Belletristik-Couch Rezension vonMai 2021

Lebenskrise und Neuanfang

Die Erzählerin, Ende vierzig, ist von einer Stadt im Westen ans Meer im Osten gezogen. Hier will sie vorerst bleiben, aber keine Wurzeln schlagen. Sie lässt ihr Leben Revue passieren und beginnt ihre Rückschau mit einem Ereignis, welches dreißig Jahre zurückliegt: Als «zersägte Jungfrau» sollte sie einst zusammen mit einem Zauberer auf ein Kreuzfahrtschiff. Die Kiste, in die sie zur Probe eingestiegen ist, hat damals etwas in ihr ausgelöst. Dieser innerlichen Veränderung spürt sie nun nach all den Jahren nach ...

«Seitdem ich denken kann, habe ich die Fähigkeit, mich in mich selbst zurückzuziehen, eine Schnecke, die in ihr Haus kriecht, eines dieser Spinnentiere, das sich zu einer Kugel zusammenrollt.»

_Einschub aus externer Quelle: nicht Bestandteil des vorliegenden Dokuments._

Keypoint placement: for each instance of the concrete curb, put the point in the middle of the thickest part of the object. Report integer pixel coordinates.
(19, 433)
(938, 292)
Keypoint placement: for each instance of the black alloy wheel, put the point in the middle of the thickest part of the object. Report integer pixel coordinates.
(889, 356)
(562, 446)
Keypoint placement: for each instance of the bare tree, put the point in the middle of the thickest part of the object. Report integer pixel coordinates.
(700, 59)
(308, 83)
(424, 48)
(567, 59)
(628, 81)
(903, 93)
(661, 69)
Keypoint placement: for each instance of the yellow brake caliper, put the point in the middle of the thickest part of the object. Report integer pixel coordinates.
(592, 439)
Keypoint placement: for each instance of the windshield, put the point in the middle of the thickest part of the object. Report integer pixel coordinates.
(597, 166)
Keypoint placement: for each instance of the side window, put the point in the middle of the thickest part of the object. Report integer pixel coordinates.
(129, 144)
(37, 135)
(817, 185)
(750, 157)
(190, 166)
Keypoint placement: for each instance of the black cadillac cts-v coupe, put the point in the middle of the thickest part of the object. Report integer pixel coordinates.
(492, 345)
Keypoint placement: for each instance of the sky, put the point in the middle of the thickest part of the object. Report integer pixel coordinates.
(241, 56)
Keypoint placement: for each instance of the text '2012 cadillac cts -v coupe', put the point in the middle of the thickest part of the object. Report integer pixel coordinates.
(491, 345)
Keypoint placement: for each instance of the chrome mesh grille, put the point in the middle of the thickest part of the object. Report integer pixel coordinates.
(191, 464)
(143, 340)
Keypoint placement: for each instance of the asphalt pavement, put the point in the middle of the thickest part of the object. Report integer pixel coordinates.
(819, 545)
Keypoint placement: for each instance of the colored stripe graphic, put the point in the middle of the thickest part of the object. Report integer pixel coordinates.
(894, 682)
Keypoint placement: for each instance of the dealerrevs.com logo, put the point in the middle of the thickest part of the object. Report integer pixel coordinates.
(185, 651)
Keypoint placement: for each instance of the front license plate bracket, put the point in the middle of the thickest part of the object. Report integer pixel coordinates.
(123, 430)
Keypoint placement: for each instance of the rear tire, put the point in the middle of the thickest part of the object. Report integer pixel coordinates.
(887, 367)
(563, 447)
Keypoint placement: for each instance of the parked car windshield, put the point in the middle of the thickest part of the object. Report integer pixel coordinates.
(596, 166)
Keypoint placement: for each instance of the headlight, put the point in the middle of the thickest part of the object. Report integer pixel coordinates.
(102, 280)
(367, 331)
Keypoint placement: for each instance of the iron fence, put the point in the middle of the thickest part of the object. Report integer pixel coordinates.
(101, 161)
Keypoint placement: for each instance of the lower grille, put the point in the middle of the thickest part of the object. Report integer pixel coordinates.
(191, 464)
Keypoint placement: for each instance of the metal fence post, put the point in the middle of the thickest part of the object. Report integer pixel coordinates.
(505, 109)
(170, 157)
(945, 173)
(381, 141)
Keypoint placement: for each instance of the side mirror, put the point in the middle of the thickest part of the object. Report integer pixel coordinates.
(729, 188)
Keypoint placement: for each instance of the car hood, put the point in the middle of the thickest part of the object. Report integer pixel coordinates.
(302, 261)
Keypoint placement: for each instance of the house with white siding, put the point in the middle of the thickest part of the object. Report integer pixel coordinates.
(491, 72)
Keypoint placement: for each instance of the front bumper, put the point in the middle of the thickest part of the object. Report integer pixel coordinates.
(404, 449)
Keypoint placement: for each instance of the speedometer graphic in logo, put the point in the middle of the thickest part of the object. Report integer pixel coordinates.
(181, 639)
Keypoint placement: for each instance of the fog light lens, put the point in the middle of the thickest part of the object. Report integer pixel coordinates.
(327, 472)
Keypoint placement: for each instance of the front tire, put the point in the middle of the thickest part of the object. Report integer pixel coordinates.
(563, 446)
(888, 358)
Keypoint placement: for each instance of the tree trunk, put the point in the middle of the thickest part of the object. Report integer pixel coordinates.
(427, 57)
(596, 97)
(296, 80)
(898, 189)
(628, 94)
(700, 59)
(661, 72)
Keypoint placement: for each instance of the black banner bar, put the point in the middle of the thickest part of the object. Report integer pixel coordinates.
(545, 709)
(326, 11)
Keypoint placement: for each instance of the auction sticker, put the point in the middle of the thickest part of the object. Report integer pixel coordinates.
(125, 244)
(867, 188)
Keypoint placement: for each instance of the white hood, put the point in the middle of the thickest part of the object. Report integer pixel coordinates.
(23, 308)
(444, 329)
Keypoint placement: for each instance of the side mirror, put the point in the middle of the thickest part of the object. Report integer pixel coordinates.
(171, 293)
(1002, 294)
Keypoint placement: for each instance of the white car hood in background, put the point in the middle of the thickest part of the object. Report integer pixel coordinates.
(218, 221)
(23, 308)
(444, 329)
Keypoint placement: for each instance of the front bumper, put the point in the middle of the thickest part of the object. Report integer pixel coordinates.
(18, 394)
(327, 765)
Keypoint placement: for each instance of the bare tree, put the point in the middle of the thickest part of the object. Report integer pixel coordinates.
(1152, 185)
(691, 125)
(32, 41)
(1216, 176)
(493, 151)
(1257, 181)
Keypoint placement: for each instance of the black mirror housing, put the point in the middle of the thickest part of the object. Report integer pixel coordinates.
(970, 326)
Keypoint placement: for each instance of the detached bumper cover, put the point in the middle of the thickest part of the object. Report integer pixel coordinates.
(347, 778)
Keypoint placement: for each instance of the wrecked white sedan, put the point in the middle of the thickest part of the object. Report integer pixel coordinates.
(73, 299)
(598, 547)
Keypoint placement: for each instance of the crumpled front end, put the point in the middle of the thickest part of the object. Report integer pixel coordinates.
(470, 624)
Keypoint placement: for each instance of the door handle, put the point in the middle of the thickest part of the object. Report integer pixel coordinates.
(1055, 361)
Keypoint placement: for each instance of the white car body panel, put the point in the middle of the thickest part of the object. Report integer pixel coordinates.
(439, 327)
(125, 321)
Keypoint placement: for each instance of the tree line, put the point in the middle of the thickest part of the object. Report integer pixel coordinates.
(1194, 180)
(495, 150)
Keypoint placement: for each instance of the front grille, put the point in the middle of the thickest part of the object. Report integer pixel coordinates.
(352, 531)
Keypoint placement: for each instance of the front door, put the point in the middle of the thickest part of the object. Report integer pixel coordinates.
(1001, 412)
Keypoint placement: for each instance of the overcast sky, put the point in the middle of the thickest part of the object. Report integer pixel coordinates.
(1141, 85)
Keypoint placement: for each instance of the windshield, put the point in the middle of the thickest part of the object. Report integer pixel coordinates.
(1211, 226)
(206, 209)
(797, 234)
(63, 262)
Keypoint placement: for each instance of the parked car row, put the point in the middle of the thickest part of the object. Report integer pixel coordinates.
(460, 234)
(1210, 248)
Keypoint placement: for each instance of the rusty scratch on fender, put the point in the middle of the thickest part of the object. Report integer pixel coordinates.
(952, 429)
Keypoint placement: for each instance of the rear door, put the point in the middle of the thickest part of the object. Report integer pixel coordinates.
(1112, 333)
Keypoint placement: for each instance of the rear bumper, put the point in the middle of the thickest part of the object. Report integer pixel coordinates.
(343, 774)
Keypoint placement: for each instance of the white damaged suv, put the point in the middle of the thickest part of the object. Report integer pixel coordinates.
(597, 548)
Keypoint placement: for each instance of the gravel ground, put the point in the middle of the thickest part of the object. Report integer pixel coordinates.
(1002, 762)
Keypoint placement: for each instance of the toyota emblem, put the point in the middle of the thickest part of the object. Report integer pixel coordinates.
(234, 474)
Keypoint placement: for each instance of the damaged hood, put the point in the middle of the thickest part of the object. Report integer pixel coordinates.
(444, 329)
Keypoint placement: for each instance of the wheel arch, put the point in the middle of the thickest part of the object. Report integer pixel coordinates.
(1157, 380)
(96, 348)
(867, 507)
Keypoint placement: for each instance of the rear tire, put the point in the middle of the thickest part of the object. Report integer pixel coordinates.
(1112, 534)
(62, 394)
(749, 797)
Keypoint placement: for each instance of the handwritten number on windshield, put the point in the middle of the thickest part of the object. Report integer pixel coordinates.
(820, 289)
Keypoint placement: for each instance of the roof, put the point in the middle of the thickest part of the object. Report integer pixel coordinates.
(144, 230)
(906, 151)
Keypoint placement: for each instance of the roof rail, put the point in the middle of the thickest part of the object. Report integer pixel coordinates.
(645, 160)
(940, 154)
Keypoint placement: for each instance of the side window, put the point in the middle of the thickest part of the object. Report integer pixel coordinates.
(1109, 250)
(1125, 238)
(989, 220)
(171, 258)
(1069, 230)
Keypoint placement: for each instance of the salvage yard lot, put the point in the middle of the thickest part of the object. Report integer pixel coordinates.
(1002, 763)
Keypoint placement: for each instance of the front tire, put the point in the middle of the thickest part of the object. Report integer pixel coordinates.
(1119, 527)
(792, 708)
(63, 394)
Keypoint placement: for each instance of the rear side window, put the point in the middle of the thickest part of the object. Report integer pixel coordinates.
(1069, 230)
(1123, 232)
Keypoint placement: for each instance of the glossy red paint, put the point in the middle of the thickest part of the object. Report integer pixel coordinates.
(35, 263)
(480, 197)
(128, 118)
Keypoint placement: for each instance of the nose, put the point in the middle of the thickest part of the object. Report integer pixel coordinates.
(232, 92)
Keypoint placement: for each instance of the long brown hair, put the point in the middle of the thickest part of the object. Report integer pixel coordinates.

Zum ersten Mal in ihrem Leben lebt die Erzählerin allein für sich in einem Haus. Nach der Trennung von ihrem Mann Otis ist sie aus der Stadt aufs Land gezogen. Die gemeinsame Tochter Ann ist flügge und irgendwo auf dem Nordmeer unterwegs. Die Ablösung von Exmann und Tochter hat noch nicht vollständig stattgefunden; noch drehen sich ihre Gedanken allzu oft um sie.

«Ich habe manchmal den Eindruck gehabt, dass Otis’ Erinnerungsvermögen so groß ist, weil es Macht mit sich bringt, Dinge über andere Menschen zu wissen.»

Vorerst sind Briefe an Otis mit Informationen zu ihrem neuen Leben wichtig für sie. Noch hat sie zu wenig Selbstvertrauen, ist stets in Gedanken bei ihm. Auch hätte sie gerne intensiveren Kontakt zu ihrer Tochter, nimmt sich aber stark zurück. Ann schickt zeitweise nur Koordinaten – keine näheren Angaben zum Leben, das sie führt: für die Mutter eine Qual. Trotzdem nimmt sie kleine Veränderungen an sich selber wahr; nimmt wahr, dass sie sich löst von den beiden wichtigsten Menschen und mehr zu sich selber findet.

Neuer Ort – neue Menschen

Als Mädchen für alles arbeitet sie bei ihrem Bruder Sascha in einer Kneipe. Sascha hat sich in eine Jugendliche verliebt und überlässt seiner Schwester die ganze Arbeit. Einzige Abwechslung in den Alltag bringt die Nachbarin Mimi. Diese ist Künstlerin, ein Gefühlsmensch, und nimmt die Erzählerin mit zum Schwimmen, zum Radfahren und zeigt ihr das Sich-treiben-lassen und das Genießen.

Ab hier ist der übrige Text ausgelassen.